Perché ha assegnato al geniale Marcel Proust l’epiteto di “perdigiorno”? Già che c’è, mi relazioni intorno al suo rapporto con Dostoevskij. Non si può amare la Russia, eludendo l’icona, che grida ancora, del Grande Inquisitore.
Non ho nulla contro il Proust letterato: piuttosto, contro coloro (e sono loro i veri “perdigiorno”) che pretendono di trovare nella “Ricerca del tempo perduto” qualcosa di significativo sul tempo fisico. O, se per questo, nell’Essere e tempo di Heidegger, o nelle opere di Bergson: il quale, non ha caso, ha preso il premio Nobel per la letteratura, e non per la fisica. Ma non sono stati solo i suoi lettori, bensì lui stesso, a confondere i due piani: Bergson fece un imbarazzante dibattito con Einstein, sull’argomento, e ne uscì distrutto, scientificamente e psicologicamente. In realtà i letterati e i filosofi parlano della percezione psicologica del tempo, e non della sua natura fisica. Tra l’altro, anche i fisici (Rovelli, ad esempio) a volte compiono un errore analogo a quello degli umanisti, quando non specificano di quale tempo stiano parlando: ad esempio, se quello microscopico (che è reversibile), o quello macroscopico (che è invece irreversibile). O quello classico (che è un parametro indipendente), o quello relativistico (che è una variabile dipendente). In altre parole, la maggior parte dei discorsi sul tempo è disinformata, se non insensata. Ma la gente se ne bea, come si bea della stupidaggine detta al proposito da sant’Agostino. E per mostrare che era una stupidaggine, basta pensare a come reagirebbe un professore quando uno studente gli dicesse, rispondendo a una qualunque domanda: “se non me lo chiede, lo so, ma se me lo chiede, non lo so”…

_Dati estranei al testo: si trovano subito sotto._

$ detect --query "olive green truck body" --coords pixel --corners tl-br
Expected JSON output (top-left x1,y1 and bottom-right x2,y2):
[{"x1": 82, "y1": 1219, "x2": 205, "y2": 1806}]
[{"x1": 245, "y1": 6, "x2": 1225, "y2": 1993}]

In che contesto Gödel prova matematicamente l’esistenza di Dio? Perché c’è questa ossessione della ‘cifra’ – cioè: del ‘verbo’ – che riassuma il tutto, che dia la risposta giusta, per sempre? La matematica, mi pare, ha anche a che fare con la forma, con la pulizia, con lo stile… è un po’ come la scrittura di un sonetto!
La prova di Gödel è un esercizio logico, e non va oltre i limiti che si era prefissa. Gödel aveva semplicemente notato un errore logico nella versione di Leibniz della versione di Cartesio della prova ontologica di sant’Anselmo, e ha voluto correggerlo. Ovviamente, come già diceva Hume a proposito di questo genere di argomenti: “non ammettono la minima confutazione, e non provocano la minima convinzione”. In altre parole, è inutile pensare di arrivare alla fede con la ragione: i due approcci sono incompatibili.
La democrazia non le va, come non va a molti, è ormai il sovranismo del fittizio. Con che cosa la sostituiamo?
Un conto è accorgersi che una risposta a un problema è sbagliata, e un altro saper dare la risposta corretta. Nel mio libro La democrazia non esiste (2018) mi sono limitato a mostrare i problemi, grossi e piccoli, che essa mostra. Il primo dei quali ha a che fare con quello che lei chiama il “sovranismo del fittizio”, e che una volta si chiamava invece “dittatura della maggioranza”. Con l’avvento delle leggi-truffa maggioritarie, oggi la democrazia è diventata semplicemente la “dittatura di una minoranza”: cioè, una dittatura pura e semplice. Sostituirla con qualunque cosa che non sia una dittatura, sarebbe già un bel passo avanti: ad esempio, anche solo tornando al proporzionale puro, o separando i poteri legislativo ed esecutivo, che da noi sono sempre stati bellamente mescolati, alla faccia di Montesquieu.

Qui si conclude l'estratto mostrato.